Following the blast, US forces came under fire from the second floor of the building, where a man – whom officials described as a lieutenant to Hajji Abdullah – and his wife had barricaded themselves along with at least four children. Pentagon officials said the two adults shot at US forces, who then returned fire.
The couple and one child were later found dead on the second floor, McKenzie said today. Four other children, including an infant, were safely removed from that apartment by the special operators, the commander said. Six others – a man, a woman, and four children – exited the ground floor safely during the raid, according to Kirby.
Towards the end of the operation, a US helicopter was targeted with gunfire from the ground by personnel thought to be affiliated with Hayat Tahrir al-Sham (HTS), the local Al-Qaeda offshoot that controls the area. Again, US troops returned fire, killing at least two of the fighters, officials said.
After departing the compound, American operators were forced to scuttle one of their own helicopters due to a mechanical failure which Kirby described as "a drivetrain issue." The crew landed the helicopter safely and US troops destroyed it to prevent sensitive equipment from being recovered from the wreckage. Officials said earlier today that they did not attribute the problem to hostile activity.
US officials assess Hajji Abdullah's death to be a "significant blow" to IS' already crippled capabilities, Kirby said today. The group today consists mainly of underground sleeper cells across rural parts of Iraq and Syria, a feeble remnant of the proto-state it once controlled.
Still, officials cautioned the fight against the jihadist group is not finished.
"Whoever IS names [as its leader] after Hajji Abdullah, he's sure to meet the same fate," Brett McGurk, the top White House official overseeing Middle East policy, said during an appearance on CNN today.
Today's operation came two weeks after the Islamic State launched a major prison break with at least one car bomb and more than a hundred fighters in northeast Syria, which is under the control of a Kurdish-led alliance of local multiethnic militias backed by the US military.
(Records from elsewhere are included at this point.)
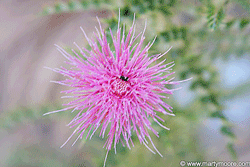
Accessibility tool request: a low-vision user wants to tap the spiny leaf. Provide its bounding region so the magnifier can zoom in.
[160,27,187,42]
[220,125,235,138]
[210,111,226,120]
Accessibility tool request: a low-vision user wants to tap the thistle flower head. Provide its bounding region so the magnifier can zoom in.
[46,12,188,166]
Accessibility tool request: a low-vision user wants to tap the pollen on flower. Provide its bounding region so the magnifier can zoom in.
[44,10,191,165]
[111,78,131,98]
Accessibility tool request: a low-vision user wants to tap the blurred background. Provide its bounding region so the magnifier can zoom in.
[0,0,250,167]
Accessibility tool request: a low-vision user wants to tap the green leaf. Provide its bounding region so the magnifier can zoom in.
[68,0,82,11]
[55,2,69,13]
[220,126,235,138]
[210,111,226,120]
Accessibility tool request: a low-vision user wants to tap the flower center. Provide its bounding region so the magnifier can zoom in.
[111,76,130,97]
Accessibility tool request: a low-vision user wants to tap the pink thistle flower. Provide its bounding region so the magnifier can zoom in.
[44,12,188,166]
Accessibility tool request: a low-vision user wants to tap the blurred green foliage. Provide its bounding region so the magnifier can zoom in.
[1,0,250,167]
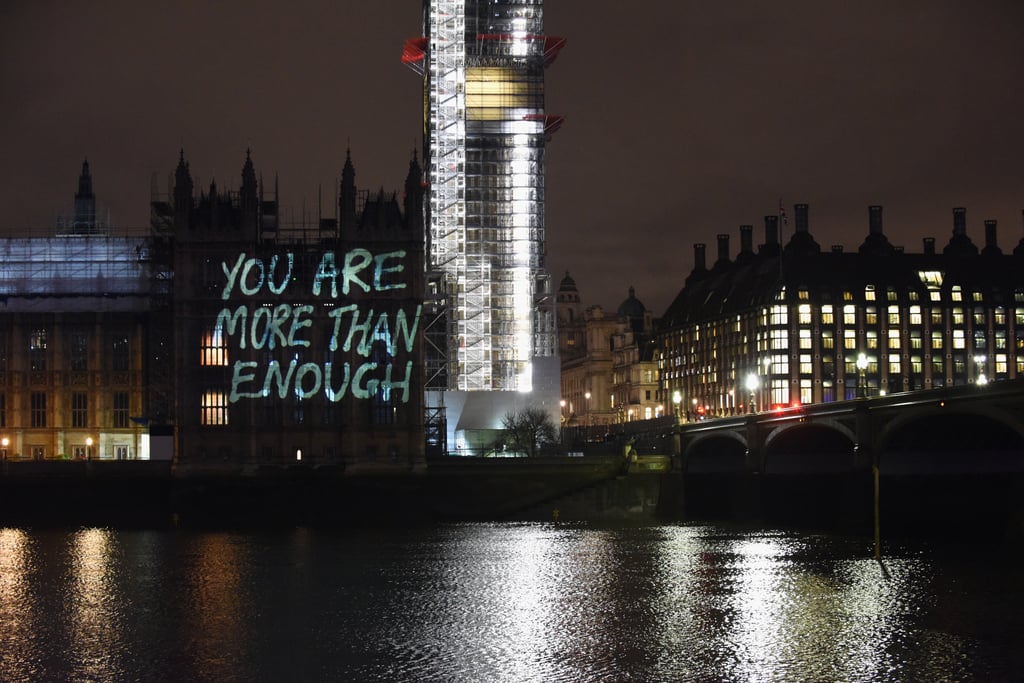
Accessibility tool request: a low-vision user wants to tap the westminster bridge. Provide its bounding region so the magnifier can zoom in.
[567,380,1024,538]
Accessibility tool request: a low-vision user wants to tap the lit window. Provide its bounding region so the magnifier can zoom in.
[71,391,89,428]
[200,326,227,366]
[71,333,89,373]
[112,391,130,429]
[29,391,46,427]
[889,353,900,375]
[111,335,129,372]
[29,330,46,371]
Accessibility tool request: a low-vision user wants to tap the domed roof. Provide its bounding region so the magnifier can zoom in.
[617,287,647,319]
[558,270,577,292]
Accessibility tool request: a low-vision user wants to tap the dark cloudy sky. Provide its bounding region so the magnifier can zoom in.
[0,0,1024,313]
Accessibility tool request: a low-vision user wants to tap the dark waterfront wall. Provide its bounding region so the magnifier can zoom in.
[0,457,1024,540]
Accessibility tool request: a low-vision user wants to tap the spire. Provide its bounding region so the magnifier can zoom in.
[174,148,193,228]
[239,150,259,237]
[73,159,96,229]
[338,148,355,233]
[78,158,92,197]
[402,148,423,231]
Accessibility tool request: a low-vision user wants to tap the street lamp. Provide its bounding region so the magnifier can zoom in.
[746,373,761,413]
[857,353,867,398]
[974,355,988,385]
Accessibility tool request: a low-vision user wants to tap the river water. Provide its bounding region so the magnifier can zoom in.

Biden on Thursday said Hajji Abdullah was behind last month’s assault on the Sinaa prison in Hasakah, which led to a battle that left hundreds dead and took more than a week to contain.
"He certainly had knowledge of – and was at least was maintaining situational awareness during – the prison break on Hasakah last week," Kirby said today.
It remains unclear how many IS prisoners escaped, though the facility held as many as 5,000 suspected jihadists.
McKenzie credited the Kurdish-led SDF with making "invaluable" contributions that enabled the raid, but no SDF personnel were present for the mission.
Asked why the operation wasn't launched earlier, Kirby cited "meticulous" preparations aimed at ensuring the IS leader was actually present at the site.
"There were a lot of factors that have to line up just right. You have to make sure your intelligence is solid," he said.
This is a developing story and will be updated.